The fact that fashion is now a regular, and popular, subject for museums to explore has added further heat to the discussions, with experts such as Valerie Steele in New York and Pamela Golbin in Paris curating dedicated shows. Proponents see this increasing trend as clear evidence of fashion as art, while others see it as aesthetics invading a far more complex and considered space.
Despite apparent steadfastness on both sides, there are those who have reconsidered their take on the subject. Someone who has previously struggled with the concept of fashion as art is designer Jonathan Anderson. However, after spending two years putting together a multi-disciplinary exhibition he recently revealed a change of heart, stating in an interview that he “liked this idea that you can put clothing and sculpture on a level playing field.”
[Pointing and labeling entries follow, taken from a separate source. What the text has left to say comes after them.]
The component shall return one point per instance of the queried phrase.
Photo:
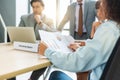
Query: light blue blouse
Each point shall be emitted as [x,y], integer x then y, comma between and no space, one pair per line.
[93,56]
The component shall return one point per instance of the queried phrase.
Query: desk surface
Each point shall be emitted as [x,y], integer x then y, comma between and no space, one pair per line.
[14,62]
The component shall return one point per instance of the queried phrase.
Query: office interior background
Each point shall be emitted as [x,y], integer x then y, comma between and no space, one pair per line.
[12,10]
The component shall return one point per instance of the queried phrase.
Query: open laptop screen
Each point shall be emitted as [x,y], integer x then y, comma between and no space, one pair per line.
[22,34]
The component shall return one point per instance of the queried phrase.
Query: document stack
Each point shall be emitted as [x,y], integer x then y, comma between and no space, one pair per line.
[33,47]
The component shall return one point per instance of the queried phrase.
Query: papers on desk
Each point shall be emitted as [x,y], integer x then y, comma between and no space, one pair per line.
[56,40]
[33,47]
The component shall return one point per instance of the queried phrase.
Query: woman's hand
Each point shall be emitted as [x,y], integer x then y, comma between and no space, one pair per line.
[74,46]
[42,47]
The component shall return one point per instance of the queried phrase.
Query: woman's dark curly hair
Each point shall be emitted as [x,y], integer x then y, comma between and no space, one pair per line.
[112,10]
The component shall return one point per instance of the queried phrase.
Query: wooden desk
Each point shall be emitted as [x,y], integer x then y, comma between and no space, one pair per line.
[15,62]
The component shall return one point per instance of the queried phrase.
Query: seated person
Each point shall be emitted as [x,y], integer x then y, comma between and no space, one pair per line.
[95,54]
[101,18]
[39,21]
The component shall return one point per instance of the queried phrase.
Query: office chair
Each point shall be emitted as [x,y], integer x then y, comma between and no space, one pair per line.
[112,68]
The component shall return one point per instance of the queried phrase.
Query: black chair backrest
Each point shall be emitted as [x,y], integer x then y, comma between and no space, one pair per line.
[112,68]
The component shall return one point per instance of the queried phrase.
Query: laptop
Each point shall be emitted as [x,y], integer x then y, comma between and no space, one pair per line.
[21,34]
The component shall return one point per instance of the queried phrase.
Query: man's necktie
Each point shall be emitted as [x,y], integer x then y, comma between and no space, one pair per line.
[80,23]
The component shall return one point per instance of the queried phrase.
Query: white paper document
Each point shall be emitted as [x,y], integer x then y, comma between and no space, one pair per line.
[56,40]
Aiming to blur the boundaries between a variety of artistic disciplines, Anderson’s ‘Disobedient Bodies’ at The Hepworth Wakefield brings together works from the fields of fashion, art, photography and design across the 20th and 21st centuries, which have in common a connection to the human form.
Pieces have been paired together, and discreetly numbered rather than named, to encourage the viewer to consider how they relate to one another. “You don’t judge on the names you see but see things for how they are,” the designer told Vogue’s Hamish Bowles.
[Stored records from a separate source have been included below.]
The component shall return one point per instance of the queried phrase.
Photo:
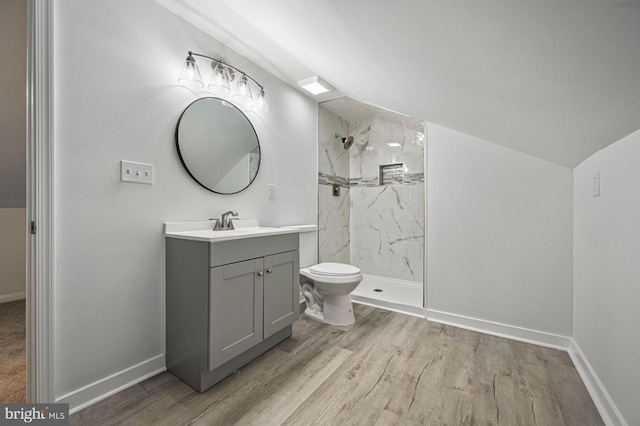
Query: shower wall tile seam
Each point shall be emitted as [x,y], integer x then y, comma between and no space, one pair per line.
[326,179]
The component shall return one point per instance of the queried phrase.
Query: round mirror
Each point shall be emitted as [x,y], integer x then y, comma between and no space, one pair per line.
[218,145]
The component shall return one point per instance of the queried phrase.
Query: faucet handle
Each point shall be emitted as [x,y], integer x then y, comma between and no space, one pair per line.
[216,226]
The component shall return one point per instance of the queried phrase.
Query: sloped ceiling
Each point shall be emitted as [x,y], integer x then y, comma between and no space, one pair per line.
[557,79]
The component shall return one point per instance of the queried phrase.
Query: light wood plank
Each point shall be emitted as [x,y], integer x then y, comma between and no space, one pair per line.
[386,369]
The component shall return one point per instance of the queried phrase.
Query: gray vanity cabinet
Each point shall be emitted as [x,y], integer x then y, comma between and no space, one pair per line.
[280,303]
[227,303]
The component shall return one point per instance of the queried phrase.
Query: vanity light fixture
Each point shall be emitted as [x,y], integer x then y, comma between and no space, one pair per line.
[315,85]
[222,74]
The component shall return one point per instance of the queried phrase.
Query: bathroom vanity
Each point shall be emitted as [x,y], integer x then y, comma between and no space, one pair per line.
[230,296]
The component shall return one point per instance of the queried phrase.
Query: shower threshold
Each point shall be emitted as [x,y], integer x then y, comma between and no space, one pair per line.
[392,294]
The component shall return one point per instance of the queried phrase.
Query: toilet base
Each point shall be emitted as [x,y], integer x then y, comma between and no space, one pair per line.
[337,310]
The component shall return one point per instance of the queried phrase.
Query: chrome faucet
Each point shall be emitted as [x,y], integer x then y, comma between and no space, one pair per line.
[225,222]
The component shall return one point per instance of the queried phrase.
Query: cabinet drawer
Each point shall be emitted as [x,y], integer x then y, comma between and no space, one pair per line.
[226,252]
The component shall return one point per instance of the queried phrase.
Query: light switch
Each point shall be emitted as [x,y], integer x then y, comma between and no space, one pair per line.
[131,171]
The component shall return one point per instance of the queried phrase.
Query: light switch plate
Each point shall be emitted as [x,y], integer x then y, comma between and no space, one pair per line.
[130,171]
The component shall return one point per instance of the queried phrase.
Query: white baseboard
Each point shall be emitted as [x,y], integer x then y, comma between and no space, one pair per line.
[606,407]
[104,388]
[501,330]
[12,297]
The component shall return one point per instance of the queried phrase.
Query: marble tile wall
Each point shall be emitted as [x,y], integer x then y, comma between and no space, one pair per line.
[333,168]
[378,228]
[387,222]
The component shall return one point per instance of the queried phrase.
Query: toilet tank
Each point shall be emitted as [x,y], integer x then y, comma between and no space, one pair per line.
[308,244]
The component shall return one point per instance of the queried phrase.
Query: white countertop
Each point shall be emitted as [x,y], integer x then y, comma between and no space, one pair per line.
[203,230]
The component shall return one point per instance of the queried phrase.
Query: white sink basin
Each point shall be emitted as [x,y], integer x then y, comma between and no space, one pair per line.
[202,231]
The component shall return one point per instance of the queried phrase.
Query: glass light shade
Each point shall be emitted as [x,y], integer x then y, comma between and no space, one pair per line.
[190,75]
[261,102]
[219,82]
[243,91]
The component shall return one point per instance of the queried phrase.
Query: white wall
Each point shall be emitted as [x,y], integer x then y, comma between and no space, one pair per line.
[12,254]
[499,235]
[606,296]
[116,97]
[13,103]
[13,124]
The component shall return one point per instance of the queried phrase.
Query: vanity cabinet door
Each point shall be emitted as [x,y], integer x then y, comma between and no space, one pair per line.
[235,309]
[280,291]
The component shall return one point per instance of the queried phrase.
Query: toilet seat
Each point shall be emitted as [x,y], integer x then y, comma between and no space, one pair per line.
[332,269]
[328,273]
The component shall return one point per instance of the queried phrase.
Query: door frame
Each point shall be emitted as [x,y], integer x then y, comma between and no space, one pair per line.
[39,265]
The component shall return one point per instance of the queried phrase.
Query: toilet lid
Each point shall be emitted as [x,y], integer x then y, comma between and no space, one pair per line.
[334,269]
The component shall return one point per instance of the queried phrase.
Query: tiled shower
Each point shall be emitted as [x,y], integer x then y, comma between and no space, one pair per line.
[372,199]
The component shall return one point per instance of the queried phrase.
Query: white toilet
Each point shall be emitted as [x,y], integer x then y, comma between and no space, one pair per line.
[325,286]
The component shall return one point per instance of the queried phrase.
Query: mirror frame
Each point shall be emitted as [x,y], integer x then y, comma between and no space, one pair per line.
[183,161]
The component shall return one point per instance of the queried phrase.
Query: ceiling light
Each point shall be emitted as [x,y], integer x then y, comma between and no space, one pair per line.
[190,75]
[222,74]
[315,85]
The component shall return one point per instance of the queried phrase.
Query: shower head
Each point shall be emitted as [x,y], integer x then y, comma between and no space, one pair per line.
[346,142]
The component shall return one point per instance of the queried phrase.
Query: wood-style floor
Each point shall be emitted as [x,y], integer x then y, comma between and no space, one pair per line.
[388,369]
[13,359]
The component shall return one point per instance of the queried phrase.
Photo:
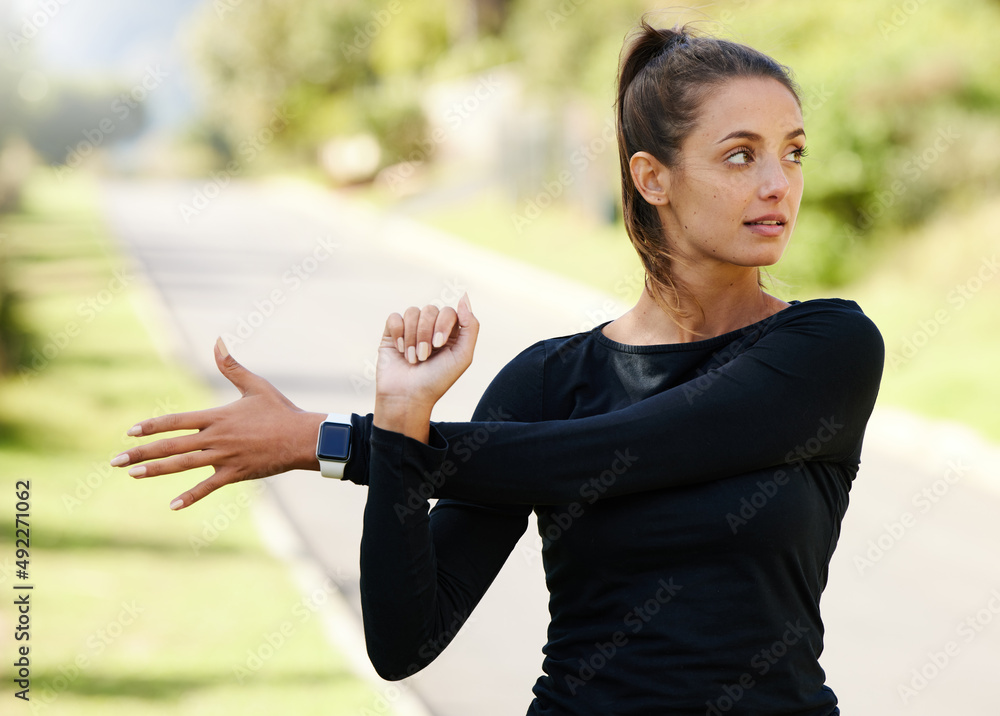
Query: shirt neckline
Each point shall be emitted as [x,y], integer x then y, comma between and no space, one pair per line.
[705,343]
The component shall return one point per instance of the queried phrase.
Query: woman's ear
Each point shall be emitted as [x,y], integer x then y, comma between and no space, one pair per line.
[651,178]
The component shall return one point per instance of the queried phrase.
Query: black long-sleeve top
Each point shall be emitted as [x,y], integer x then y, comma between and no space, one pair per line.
[689,499]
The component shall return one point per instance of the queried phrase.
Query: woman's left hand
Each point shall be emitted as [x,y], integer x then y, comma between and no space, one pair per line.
[421,355]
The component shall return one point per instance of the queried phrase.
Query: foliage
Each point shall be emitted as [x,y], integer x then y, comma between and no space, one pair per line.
[896,131]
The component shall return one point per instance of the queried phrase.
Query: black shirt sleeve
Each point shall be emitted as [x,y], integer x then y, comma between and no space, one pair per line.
[423,574]
[803,391]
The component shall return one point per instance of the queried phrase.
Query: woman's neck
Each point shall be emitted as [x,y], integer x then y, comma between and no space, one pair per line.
[707,309]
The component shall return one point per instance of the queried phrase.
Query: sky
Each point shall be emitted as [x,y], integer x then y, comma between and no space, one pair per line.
[89,40]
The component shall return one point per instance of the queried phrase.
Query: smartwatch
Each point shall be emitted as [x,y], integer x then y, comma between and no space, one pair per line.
[333,447]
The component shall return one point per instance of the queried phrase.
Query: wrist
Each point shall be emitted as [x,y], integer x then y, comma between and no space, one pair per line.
[401,415]
[307,428]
Thus works by Henry Moore are positioned with a series of images by photographer Jamie Hawkesworth; Magdalene Odundo ceramics sit alongside a 1950s silk cocktail dress by Christian Dior; Issey Miyake’s precisely-pleated dresses hang next to some similarly sculptural lanterns by Isamu Noguchi; and Naum Gabo’s 1972 giant Head No. 2 is placed with pieces from Rei Kawakubo’s 2012 two-dimensional felt collection.
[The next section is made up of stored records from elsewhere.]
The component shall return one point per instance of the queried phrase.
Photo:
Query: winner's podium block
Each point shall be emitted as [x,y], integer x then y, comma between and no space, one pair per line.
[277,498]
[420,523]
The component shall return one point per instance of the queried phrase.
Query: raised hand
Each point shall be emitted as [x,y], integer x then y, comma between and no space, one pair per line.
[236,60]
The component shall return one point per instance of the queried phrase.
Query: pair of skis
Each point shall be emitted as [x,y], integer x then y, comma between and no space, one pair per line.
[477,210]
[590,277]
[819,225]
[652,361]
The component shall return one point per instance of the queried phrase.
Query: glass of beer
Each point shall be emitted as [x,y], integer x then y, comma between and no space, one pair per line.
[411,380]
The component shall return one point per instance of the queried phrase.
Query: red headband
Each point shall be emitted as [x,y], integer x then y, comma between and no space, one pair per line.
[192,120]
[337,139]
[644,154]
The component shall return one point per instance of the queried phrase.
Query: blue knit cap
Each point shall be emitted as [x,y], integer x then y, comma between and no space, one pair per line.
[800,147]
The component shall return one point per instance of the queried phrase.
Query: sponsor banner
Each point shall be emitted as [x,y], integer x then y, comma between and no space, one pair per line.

“I want people to either love it or hate it,” said Anderson, who is not one to shy away from provocation. Known for his avant-garde designs both for his own eponymous brand as well as Spanish fashion house Loewe where he serves as creative director, his collections are simultaneously described as exciting and challenging, and he is keen to spark a similar debate with this project.
‘Disobedient Bodies’ was conceived from a contemporary art standpoint, aiming to create a discussion as to how various works reimagine, subvert or ‘disobey’ the body. Positioning fashion in the same context as other creative disciplines will, to some, be controversial. However to others, having the opportunity to view fashion on an equal footing will be rather refreshing, and is somewhat overdue.